I need the help of your readership's educated commentariat to help me solve a question. It has been in my mind throughout my mega-deluxe Pesach-in-hotel experience.

This year my family chose the fanciest program in Europe. When we got there we discovered that of the 500 attendees, 95% were charedi. I was amazed because I did not think that such people went away for Pesach, and certainly not in such style? Perhaps I am a naive idiot - I previously thought I understood chareidim but the number of them signing up for such an opulent program amazed me. Their behaviour over the vacation showed that these were fine upstanding, good parenting, Yidden, but I still need an answer to the following:

I am happily MO and dont mind spending money on a fancy vacation because we are supposed to believe in combining the best of the kodesh with the best of the chol. Or something like that. But what is the charedi philosophy behind combining adopting every stringency in the hotel kitchen with lots of (temporary, for the holiday) leniencies outside of it. For one of many examples, the co-ed kids club culimnating in a co-ed show before a co-ed audience. FAOD, I dont mean they broke any halachos, at least not from an MO POV. But that is my point. If these things are muttar on holiday (and in MO schools they are commonly practiced so on one view they are) why are they not muttar at home?

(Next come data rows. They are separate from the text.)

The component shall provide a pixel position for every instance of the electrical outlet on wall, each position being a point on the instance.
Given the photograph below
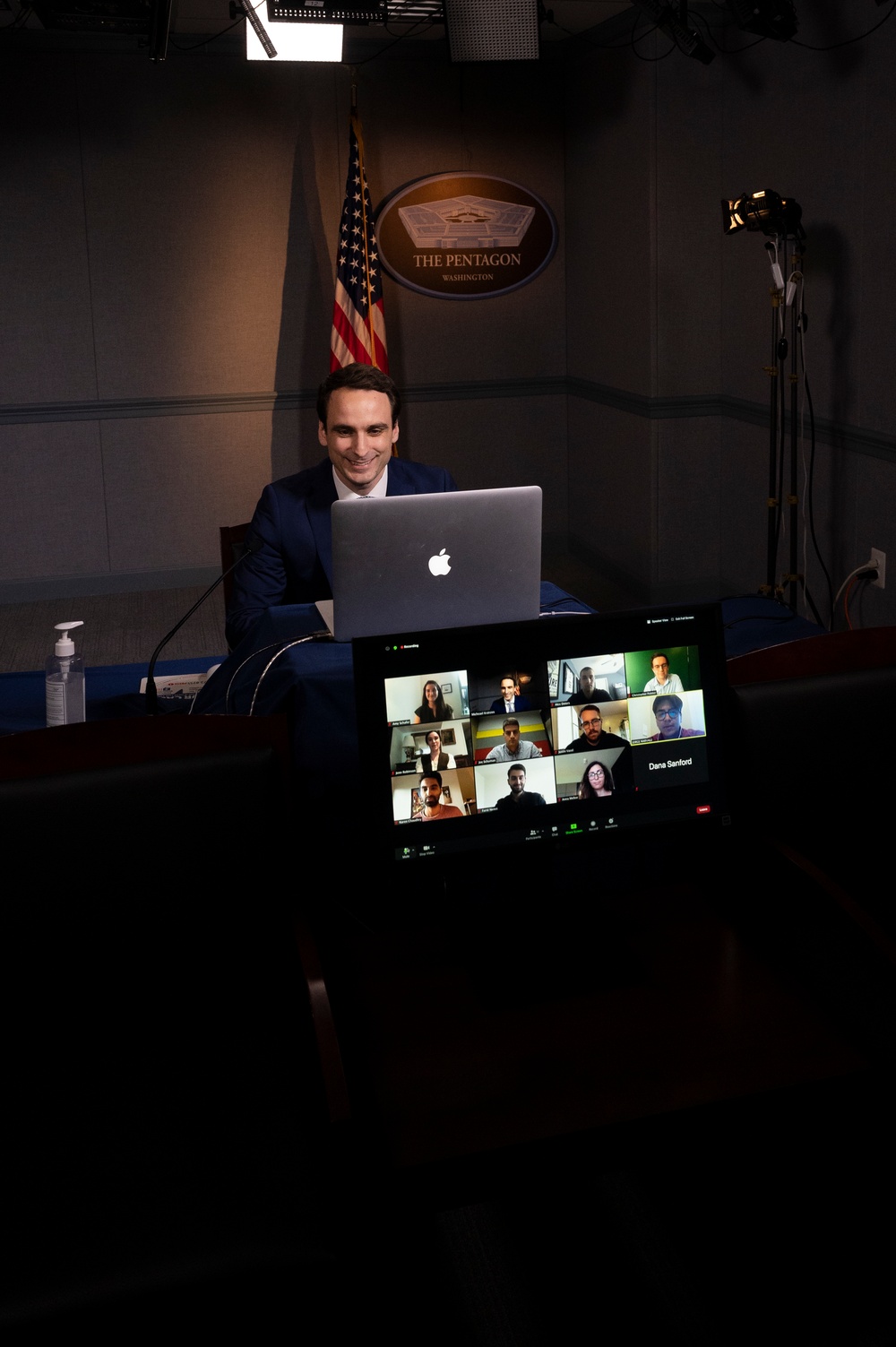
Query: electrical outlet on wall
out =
(880, 562)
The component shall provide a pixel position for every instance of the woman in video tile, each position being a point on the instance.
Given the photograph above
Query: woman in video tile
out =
(436, 758)
(597, 781)
(434, 707)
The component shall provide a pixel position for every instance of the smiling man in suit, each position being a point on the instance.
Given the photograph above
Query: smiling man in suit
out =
(290, 535)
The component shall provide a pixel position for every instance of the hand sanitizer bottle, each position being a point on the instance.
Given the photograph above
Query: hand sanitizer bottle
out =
(65, 679)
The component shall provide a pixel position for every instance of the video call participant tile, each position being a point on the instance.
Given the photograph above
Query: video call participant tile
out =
(674, 763)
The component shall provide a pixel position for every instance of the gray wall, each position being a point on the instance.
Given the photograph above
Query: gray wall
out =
(168, 281)
(168, 278)
(668, 326)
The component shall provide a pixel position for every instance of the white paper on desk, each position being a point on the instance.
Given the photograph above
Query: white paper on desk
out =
(181, 686)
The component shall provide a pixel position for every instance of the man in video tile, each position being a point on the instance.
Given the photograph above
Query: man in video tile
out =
(519, 797)
(513, 747)
(433, 807)
(510, 699)
(663, 680)
(586, 690)
(668, 712)
(593, 736)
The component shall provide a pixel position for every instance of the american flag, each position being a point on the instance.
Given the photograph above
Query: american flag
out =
(358, 326)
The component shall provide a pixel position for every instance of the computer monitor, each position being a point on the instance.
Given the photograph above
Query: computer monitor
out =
(567, 733)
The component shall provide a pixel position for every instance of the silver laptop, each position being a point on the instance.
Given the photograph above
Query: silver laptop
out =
(427, 562)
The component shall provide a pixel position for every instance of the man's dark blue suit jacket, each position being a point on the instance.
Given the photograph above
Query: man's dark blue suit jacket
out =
(293, 557)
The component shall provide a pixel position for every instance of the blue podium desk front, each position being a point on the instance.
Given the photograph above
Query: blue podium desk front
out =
(313, 682)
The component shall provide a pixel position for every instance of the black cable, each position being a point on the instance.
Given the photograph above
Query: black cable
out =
(812, 602)
(194, 46)
(847, 42)
(583, 32)
(409, 34)
(727, 51)
(810, 505)
(21, 19)
(633, 39)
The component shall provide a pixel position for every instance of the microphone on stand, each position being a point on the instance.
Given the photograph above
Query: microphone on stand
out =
(152, 696)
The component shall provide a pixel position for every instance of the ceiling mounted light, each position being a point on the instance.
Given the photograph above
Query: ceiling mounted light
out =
(289, 40)
(765, 18)
(676, 27)
(762, 212)
(492, 30)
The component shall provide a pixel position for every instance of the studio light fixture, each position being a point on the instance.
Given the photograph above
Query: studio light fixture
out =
(492, 30)
(289, 39)
(674, 24)
(762, 212)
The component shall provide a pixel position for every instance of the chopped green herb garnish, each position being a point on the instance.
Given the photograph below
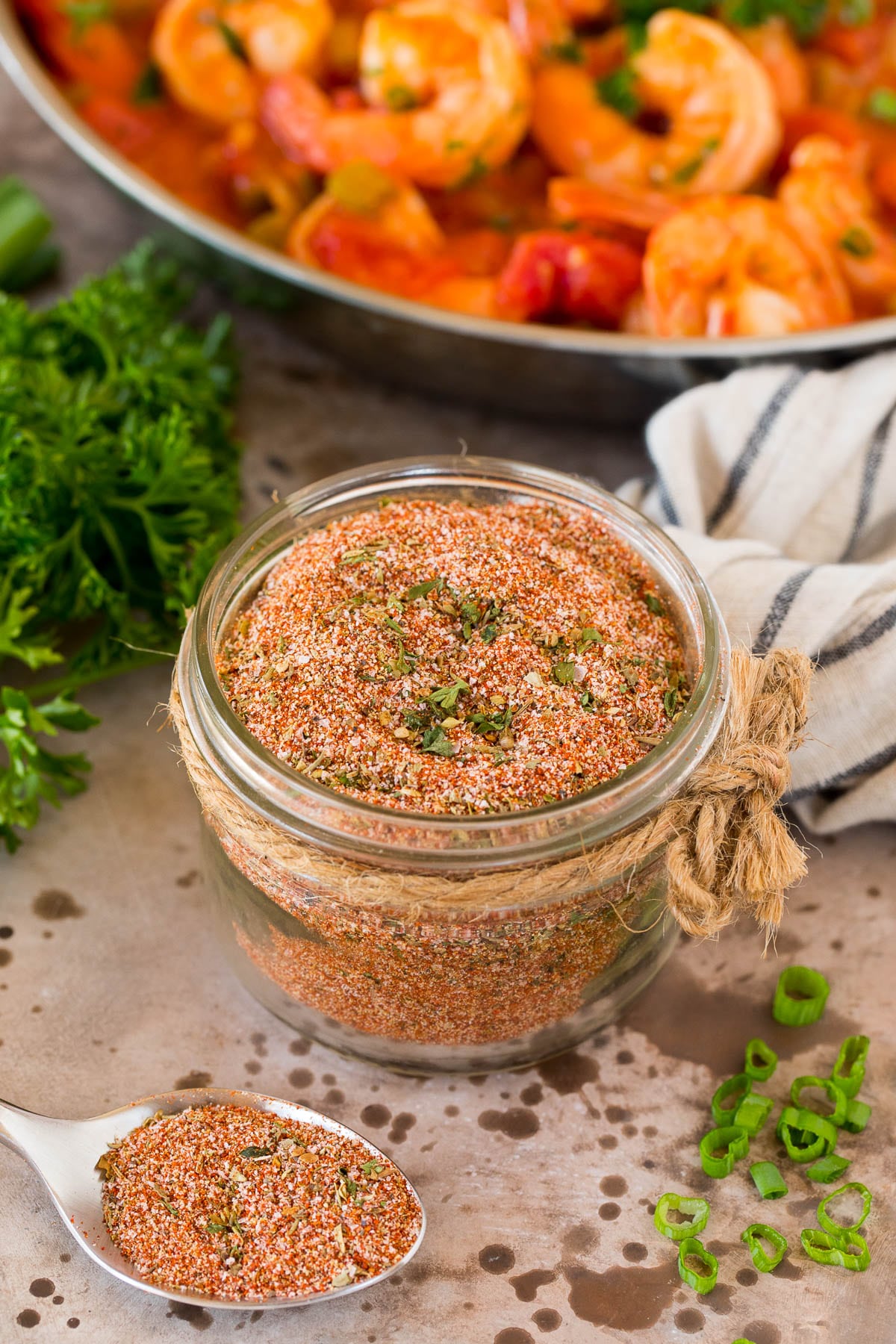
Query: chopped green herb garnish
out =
(447, 695)
(399, 99)
(618, 92)
(689, 169)
(87, 13)
(423, 589)
(856, 242)
(149, 87)
(435, 741)
(233, 40)
(882, 105)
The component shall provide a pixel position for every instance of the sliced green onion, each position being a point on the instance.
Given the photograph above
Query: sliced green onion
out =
(754, 1236)
(801, 995)
(768, 1180)
(759, 1060)
(696, 1207)
(753, 1113)
(34, 268)
(829, 1223)
(736, 1088)
(849, 1250)
(700, 1283)
(836, 1095)
(849, 1070)
(829, 1169)
(23, 225)
(721, 1149)
(857, 1116)
(805, 1135)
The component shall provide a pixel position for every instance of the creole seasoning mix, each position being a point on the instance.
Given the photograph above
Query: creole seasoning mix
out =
(448, 658)
(243, 1204)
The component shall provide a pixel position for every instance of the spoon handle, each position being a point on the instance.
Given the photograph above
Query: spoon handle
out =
(11, 1125)
(26, 1132)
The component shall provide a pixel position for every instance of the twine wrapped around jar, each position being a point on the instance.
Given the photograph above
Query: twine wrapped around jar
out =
(727, 848)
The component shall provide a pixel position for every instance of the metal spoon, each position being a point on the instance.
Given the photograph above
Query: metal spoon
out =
(65, 1154)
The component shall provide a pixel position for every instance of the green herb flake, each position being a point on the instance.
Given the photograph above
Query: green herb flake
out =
(447, 697)
(425, 589)
(856, 242)
(84, 13)
(233, 40)
(882, 105)
(617, 90)
(149, 87)
(568, 50)
(435, 741)
(399, 99)
(689, 169)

BTW, in response to J Rosenblum's friend who went to a biting school of mussar to learn the biting but not the mussar, there was very little chillul hashem. The locals' dislike for their guests was divided, as it always is in European hotels, on national, not religious lines. One nation is rude and does not wash, one nation does not tip but is very polite and the Israelis are Israelis. Nuff said. Plus we scored bonus points by not having any Germans under 80. The main way in which we failed to fulfil the Mosaic prophecy of being a wise nation in the eyes of the world was by the huge ugly screens erected around the swimming pools and the covering of the windows into the indoor pool - not actions that R Rosenblum's friend would disapprove. And the locals didn't realise that the herd of finely dressed ladies had spent 1000s of dollars on wearing someone else's hair lest showing their own appear immodest.